For 2013, we continue to be encouraged by recent activity trends in international, and in especially deepwater activities, the growing activity levels in the deepwater Gulf of Mexico. And remain confident in the activity levels associated with unconventional oil plays, especially those in North America. The Company remains committed to industry-leading levels of free cash generation and returns on invested capital, with all excess capital being returned to our shareholders.
So, in closing, we would like to thank all of our shareholders and the analysts that follow Core.

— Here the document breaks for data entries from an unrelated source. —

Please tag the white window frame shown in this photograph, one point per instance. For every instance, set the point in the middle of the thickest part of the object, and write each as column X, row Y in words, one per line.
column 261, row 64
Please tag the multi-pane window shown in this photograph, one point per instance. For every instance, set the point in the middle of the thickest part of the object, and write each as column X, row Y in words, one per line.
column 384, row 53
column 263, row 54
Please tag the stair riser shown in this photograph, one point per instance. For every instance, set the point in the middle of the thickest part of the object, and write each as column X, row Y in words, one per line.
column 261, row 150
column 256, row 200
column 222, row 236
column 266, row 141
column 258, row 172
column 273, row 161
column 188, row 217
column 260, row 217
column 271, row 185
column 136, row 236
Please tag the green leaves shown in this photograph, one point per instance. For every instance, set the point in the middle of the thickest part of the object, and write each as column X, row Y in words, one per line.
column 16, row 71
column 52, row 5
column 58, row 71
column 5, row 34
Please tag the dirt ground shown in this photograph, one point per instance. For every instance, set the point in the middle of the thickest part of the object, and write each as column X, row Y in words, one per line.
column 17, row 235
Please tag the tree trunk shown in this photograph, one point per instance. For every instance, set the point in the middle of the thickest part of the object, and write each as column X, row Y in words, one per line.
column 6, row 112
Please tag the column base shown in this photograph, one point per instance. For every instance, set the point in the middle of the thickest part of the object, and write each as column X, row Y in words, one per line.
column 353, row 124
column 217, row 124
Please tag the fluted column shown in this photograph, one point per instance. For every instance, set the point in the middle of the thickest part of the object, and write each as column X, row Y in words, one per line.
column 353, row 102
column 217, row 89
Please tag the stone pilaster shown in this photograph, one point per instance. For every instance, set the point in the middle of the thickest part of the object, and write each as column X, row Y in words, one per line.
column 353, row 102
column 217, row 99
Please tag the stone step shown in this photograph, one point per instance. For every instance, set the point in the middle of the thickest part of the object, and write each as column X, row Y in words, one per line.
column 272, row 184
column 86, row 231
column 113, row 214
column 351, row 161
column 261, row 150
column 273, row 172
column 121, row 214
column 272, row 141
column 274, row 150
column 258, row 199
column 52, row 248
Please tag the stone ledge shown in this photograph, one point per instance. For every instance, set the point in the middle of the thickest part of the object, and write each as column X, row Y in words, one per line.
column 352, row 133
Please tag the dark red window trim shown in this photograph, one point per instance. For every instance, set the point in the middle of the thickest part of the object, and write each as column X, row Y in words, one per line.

And most importantly, as Monty Davis pointed out, we give special thanks for the 5,000 worldwide employees of Core Lab that have made these outstanding results possible. We are proud to be associated with their continuing achievements. So thanks for spending your morning with us. We look forward to our next update. So good-bye for now.
Operator
Thank you. This concludes today's conference call. You may now disconnect.